I tested again with stopped agent before rebooting -> the "device is busy" error doesn't occur and the system is rebooting as expected.
Looks to me that your system hang at reboot doesn't have anything to do with the EM agent, but is due to an issue with NFS. You are perhaps mouting an NFS share usng "hard" and "nointr", which requires a hard reset of the machine if there is a probelm between your machine and the NFS server, similar to a hard disk erorr that cannot be resolved. You might also want to check in which order shutdown items are being processed to make sure not to unmount any NFS share while it is still being used by some software.

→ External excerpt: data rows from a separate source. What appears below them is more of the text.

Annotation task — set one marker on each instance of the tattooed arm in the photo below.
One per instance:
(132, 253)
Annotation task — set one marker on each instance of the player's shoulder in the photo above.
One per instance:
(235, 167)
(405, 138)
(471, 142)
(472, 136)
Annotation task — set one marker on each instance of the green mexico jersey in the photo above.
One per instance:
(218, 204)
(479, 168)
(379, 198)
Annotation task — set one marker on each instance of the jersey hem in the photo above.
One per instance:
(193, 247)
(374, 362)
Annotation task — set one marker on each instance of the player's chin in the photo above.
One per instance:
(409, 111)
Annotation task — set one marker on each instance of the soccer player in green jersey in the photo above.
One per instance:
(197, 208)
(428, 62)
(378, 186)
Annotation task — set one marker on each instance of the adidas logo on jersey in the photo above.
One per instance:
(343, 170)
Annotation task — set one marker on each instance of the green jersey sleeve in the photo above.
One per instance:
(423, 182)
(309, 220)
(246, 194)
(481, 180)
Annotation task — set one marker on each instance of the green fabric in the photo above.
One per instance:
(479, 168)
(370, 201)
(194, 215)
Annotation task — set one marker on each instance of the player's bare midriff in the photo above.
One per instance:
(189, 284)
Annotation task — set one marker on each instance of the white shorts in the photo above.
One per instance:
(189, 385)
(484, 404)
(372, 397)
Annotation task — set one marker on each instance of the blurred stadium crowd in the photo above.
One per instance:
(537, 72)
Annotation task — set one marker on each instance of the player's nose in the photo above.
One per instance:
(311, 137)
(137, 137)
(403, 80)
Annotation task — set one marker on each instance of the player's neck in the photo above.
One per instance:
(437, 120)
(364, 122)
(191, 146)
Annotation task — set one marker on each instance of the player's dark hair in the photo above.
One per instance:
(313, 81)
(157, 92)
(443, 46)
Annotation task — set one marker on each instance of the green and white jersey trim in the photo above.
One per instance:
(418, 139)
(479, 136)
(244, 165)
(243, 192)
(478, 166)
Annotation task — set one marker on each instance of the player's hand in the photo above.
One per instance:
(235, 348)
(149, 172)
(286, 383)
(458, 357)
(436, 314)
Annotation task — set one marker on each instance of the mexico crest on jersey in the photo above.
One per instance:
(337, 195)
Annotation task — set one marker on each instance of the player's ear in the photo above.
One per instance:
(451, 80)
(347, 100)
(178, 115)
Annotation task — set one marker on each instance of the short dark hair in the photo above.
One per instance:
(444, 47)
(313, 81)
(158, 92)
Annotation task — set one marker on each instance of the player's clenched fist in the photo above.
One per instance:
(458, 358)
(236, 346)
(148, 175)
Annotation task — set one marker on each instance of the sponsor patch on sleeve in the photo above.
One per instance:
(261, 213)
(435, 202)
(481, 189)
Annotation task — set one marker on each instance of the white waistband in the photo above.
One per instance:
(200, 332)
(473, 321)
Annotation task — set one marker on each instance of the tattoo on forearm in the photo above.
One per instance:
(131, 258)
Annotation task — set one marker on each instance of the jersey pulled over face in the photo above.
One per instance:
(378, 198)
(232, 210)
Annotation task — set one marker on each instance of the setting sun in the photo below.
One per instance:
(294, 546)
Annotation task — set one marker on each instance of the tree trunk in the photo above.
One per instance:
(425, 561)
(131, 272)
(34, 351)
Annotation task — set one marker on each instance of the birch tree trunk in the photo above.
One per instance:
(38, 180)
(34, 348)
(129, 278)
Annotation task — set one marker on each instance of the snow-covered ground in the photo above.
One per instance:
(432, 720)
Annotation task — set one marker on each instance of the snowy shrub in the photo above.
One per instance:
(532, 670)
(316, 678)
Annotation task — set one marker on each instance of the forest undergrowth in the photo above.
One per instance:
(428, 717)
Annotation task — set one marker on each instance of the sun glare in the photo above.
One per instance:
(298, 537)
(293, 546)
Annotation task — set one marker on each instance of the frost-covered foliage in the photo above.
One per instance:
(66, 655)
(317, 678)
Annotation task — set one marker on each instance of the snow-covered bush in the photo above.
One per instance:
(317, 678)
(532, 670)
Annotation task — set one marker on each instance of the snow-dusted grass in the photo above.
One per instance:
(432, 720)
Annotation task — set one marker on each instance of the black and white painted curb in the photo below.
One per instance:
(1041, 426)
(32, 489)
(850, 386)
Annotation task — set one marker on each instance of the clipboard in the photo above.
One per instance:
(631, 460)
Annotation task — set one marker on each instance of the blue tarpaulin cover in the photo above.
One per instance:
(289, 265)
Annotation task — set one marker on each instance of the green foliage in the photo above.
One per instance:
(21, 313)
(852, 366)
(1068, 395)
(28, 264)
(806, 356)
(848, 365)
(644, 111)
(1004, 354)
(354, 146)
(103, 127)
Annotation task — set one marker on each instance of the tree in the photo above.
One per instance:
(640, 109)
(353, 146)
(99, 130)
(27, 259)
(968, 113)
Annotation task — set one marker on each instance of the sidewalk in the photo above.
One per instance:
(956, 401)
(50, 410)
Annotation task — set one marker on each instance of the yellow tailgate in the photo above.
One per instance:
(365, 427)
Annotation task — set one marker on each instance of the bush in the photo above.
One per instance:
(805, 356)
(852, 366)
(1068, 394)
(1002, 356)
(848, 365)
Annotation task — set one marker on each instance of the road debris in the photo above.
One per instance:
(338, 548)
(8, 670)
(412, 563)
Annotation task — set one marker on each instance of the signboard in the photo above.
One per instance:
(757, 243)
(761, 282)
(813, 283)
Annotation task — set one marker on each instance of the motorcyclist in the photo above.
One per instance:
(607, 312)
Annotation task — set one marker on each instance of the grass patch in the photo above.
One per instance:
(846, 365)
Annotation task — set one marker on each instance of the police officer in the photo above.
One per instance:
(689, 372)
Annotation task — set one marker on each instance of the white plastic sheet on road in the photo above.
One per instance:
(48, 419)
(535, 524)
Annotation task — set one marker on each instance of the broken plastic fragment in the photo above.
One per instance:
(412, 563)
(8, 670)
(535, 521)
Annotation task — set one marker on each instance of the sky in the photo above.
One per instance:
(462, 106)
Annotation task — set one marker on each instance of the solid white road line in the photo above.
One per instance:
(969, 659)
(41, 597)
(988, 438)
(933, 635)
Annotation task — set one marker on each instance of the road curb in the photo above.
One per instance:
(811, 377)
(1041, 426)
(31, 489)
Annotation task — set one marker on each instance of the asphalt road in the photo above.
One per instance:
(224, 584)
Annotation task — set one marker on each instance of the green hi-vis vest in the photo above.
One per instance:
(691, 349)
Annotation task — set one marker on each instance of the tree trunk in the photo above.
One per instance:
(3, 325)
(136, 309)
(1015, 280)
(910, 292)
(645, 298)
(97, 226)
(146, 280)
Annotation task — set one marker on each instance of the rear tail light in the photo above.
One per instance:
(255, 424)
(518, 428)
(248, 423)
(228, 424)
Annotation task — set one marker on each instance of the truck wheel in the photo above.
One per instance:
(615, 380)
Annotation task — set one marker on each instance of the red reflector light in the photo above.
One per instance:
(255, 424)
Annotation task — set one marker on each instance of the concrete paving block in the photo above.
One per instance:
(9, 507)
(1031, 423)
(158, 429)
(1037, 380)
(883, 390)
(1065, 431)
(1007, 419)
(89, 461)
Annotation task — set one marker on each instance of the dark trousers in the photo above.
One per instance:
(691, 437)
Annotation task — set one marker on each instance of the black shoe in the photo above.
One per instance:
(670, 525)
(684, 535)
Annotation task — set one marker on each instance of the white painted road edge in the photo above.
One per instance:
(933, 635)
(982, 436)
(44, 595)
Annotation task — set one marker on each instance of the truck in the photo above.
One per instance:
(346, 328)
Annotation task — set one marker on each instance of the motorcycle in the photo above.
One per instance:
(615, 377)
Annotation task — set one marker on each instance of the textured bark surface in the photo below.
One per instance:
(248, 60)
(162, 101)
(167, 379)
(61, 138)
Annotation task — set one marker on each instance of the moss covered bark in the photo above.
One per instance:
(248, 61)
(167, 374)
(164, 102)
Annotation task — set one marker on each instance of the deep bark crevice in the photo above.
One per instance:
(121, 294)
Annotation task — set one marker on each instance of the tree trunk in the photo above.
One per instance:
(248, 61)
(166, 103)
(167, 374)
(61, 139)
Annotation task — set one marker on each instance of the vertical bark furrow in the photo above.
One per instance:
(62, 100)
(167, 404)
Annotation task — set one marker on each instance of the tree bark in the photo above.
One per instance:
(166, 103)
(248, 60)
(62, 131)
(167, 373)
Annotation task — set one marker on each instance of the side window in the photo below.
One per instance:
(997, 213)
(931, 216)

thanks for your reply Dude.
Yes, we are using the "hard" an "nointr" option as recommended with MOS Doc ID 359515.1
(The Agent software is installed on the same mountpoint where the database binaries are installed.)
You are right, the shutdown-order influences the behavior. We created softlinks in /etc/rc6.d
ln -s /etc/init.d/gcstartup /etc/rc6.d/K01gcstartup
ln -s /etc/init.d/unlockgcstartup /etc/rc6.d/K02unlockgcstartup
with these softlinks the reboot works fine.
Well, the root.sh script creates links in /etc/rc3.d for Agent-Start. But no links in /etc/rc0.d and /etc/rc6.d for stopping the agent are created.
During reboot /etc/rc6.d/S00killall tries to stop the agent, but it seems to be to late...
I did a test with OL 5.9 instead of RHEL 6.4.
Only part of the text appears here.